In today’s and tomorrow’s post, I’ll be drawing from Michael Morrisey’s 1994 AEI Press book on cost shifting. If you want to be an expert on cost shifting you should read the book, Morrisey’s other papers on the subject (here and here) and, of course, mine (here and here).

Morrisey’s book includes something none of the other work referenced above does, a very clear, graphical depiction of cost shifting (or lack thereof, really) under a profit maximization hypothesis. In this and a subsequent post I’ll go through that theory. Readers should keep in mind that this is theory, not a full description of reality. I don’t believe all hospitals maximize profits all the time any more than you do. However, if and when they do, this theory is illustrative of what one can expect in terms of cost shifting. Also, all figures and quoted passages below are from Morrisey’s book. The rest is my own rewriting/rephrasing of his words.

Let’s begin with the following figure, which I will describe at length.

The government price, PG, is fixed and a hospital can admit all the patients it wishes at that price and no other.

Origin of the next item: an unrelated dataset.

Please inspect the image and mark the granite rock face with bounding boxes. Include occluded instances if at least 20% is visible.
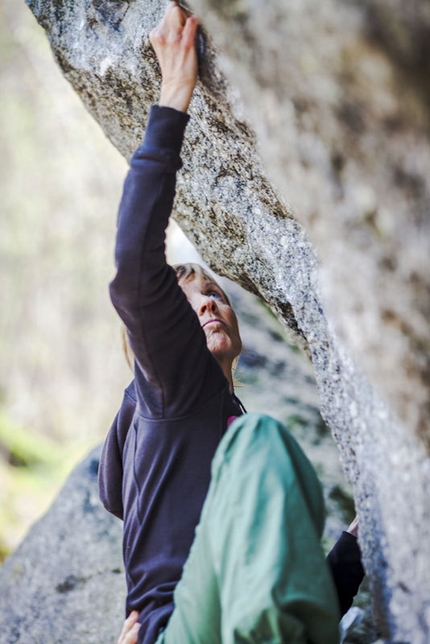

Hence, PG is also the marginal revenue for government-financed patients. In contrast, private payers (i.e., all non-government payers, including those with private insurance) have a downward sloping demand curve labeled DemandPrivate. As the private price declines more private patients will visit the hospital, but each one that does so generates less marginal revenue, as illustrated by the Marginal revenuePrivate line. Private and government patients are equally costly, and more patients of either type results in higher service costs, so the marginal cost curve is eventually upward sloping.

The dark kinked line is the envelope of marginal revenue. It traces out the maximum possible additional revenue attainable if one carefully chooses the patients paying the most at any point. Notice that eventually the govemment-insured patients generate more marginal revenue than additional privately insured patients.

[The hospital] maximizes profits by producing QT admissions. This is where the envelope of marginal revenue equals marginal cost. [It] then distributes the capacity across the payer categories by setting the price in the private market. Privately insured patients will get QP admissions and will have to pay price PP. The government patients will get QT minus QP admissions at the PG price.

Notice that the hospital charges different prices to the two different types of payers. That’s (third-degree) price discrimination. This is not cost shifting in the sense economists define it (reduction in the public price causing an increase in the private one). Price discrimination arises because the two payers have differently sloped demand curves. In particular, private payers’ demand curve is downward sloping, reflecting the fact that the hospital has some degree of market power. It can raise prices to private payers without losing all of them.

Notice also that costs matter in terms of setting prices, but no patient is served at a loss. Specifically, money is not lost by serving government patients. The marginal revenue from the government over the range QP to QT is greater than the marginal cost curve and the marginal revenue curve of private payers. Though private payers pay more because there are government-insured patients it is not because the government pays so little. Rather, it is because it pays so much. The government-insured patients bid capacity away from the private market.

The essence of the cost shifting argument is that when the government lowers its price, the private price rises in response. How would a profit-maximizing hospital really respond? The following figure illustrates, as described in words below.

If the government sets a lower price per admission some of the hospital’s government admissions will cost more than the revenue they generate. A profit-maximizing hospital would therefore reduce the number of admissions available to government patients and shift some of the capacity over to the private market. The private market will buy more only if the price is reduced. This is the antithesis of cost shifting. Private prices go down as government prices do. You can follow the logic graphically in the figure just above. The new profit-maximizing prices and quantities have a superscript 2, associated with the lower government payment, which is also so superscripted.

Thus, a self-respecting, profit-maximizing hospital with market power will respond to a cut in the government payment level by lowering the price to private payers. […]

The moral of the […] story is that a profit-maximizing hospital will charge different prices to different categories of payers, but it will not engage in dynamic cost shifting. Rather than charging private payers more because the government pays less, [the hospital] would charge private payers less when the government pays less, and more when the government pays more.

An astute reader will have noticed that the foregoing analysis paid no attention to average cost, only to marginal cost. The former can exceed the latter, and in order to stay financially afloat a hospital must cover its full costs, not just its marginal costs. So, some might wonder if there is still room for a cost shifting story within the profit-maximizing framework if we consider average costs. Actually, there isn’t, and I’ll illustrate that in tomorrow’s post.